5.2 Discount vs Profit

5.3 Average Profit by Category

5.4 Profit Distribution and Profit Boxplot

5.5 Sales Contribution by Segment

5.6 Sales Distribution and Sales Boxplot

6. Findings Summary
• High Discount Levels Reduce Profit Margins:
The analysis clearly shows a strong negative correlation between discount levels and
profit margins. Transactions involving heavy discounts often resulted in losses, indicating
that over-discounting may not be a sustainable strategy. This insight can guide pricing
and promotional decisions to maintain profitability.

• Duplicate Records Inflate Transaction Counts:

Initial inspection revealed the presence of duplicate entries, which, if not removed, could
lead to misleading metrics such as inflated sales volume or customer frequency. Cleaning
these records ensures the accuracy of key performance indicators used in business
reporting.

• South Region Underperforms in Profitability:

Regional analysis indicates that the South region contributes less to overall profit
compared to other regions. This may be due to a combination of lower sales, higher
returns, or logistic inefficiencies. Targeted marketing or operational strategies could help
improve performance in this region.

• Outliers Can Distort Analytical Insights:

Significant outliers were observed in both the Sales and Profit columns. These extreme
values can skew averages and affect the reliability of statistical models.
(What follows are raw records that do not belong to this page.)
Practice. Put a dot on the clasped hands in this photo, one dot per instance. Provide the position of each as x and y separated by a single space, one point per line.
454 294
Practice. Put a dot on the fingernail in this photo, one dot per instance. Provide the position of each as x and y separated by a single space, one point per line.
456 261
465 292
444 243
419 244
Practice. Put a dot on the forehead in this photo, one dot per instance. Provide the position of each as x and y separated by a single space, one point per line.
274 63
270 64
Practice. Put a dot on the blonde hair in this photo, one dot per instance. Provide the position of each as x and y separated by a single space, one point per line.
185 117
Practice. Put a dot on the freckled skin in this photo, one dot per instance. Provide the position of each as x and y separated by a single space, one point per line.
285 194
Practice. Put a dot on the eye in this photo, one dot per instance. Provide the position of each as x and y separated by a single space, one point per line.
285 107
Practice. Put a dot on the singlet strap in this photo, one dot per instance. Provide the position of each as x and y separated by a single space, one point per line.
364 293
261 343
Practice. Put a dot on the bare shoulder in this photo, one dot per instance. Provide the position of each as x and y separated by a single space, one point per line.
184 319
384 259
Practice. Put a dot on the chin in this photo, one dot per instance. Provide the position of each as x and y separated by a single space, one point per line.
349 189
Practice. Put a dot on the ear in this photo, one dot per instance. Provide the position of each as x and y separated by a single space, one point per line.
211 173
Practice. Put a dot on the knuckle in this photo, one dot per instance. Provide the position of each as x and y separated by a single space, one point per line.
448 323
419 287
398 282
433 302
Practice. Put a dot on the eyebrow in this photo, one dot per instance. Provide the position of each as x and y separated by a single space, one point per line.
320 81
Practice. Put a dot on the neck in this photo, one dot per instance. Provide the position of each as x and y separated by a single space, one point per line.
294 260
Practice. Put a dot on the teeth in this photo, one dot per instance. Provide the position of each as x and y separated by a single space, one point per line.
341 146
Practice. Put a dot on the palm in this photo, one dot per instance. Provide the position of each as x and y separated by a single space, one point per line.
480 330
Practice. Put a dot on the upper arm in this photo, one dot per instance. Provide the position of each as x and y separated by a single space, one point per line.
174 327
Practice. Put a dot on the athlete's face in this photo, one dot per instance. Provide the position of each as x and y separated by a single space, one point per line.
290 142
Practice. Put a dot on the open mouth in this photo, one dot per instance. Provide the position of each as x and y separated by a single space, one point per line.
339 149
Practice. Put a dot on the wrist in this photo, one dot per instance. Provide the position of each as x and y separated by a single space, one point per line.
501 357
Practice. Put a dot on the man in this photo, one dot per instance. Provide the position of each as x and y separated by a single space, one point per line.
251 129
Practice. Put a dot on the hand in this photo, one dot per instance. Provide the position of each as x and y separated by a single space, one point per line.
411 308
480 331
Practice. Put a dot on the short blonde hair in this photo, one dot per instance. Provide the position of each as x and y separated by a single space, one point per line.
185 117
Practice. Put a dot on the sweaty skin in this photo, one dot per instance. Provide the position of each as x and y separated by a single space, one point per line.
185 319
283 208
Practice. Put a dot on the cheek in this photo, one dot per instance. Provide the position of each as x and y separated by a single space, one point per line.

Identifying and
treating these outliers is crucial for making data-driven decisions and for building robust
predictive models.

7. Linking EDA to Data Quality and Business

Impact
• Duplicate Records:
o Can inflate overall sales figures and transaction counts.

o Lead to misleading performance reports and analytics.

o Affect inventory management and marketing campaign decisions due to

overestimated demand.
• Missing Values:
o Missing customer names or postal codes reduce the ability to personalize
services or offers.

o Hinder accurate customer segmentation and targeting.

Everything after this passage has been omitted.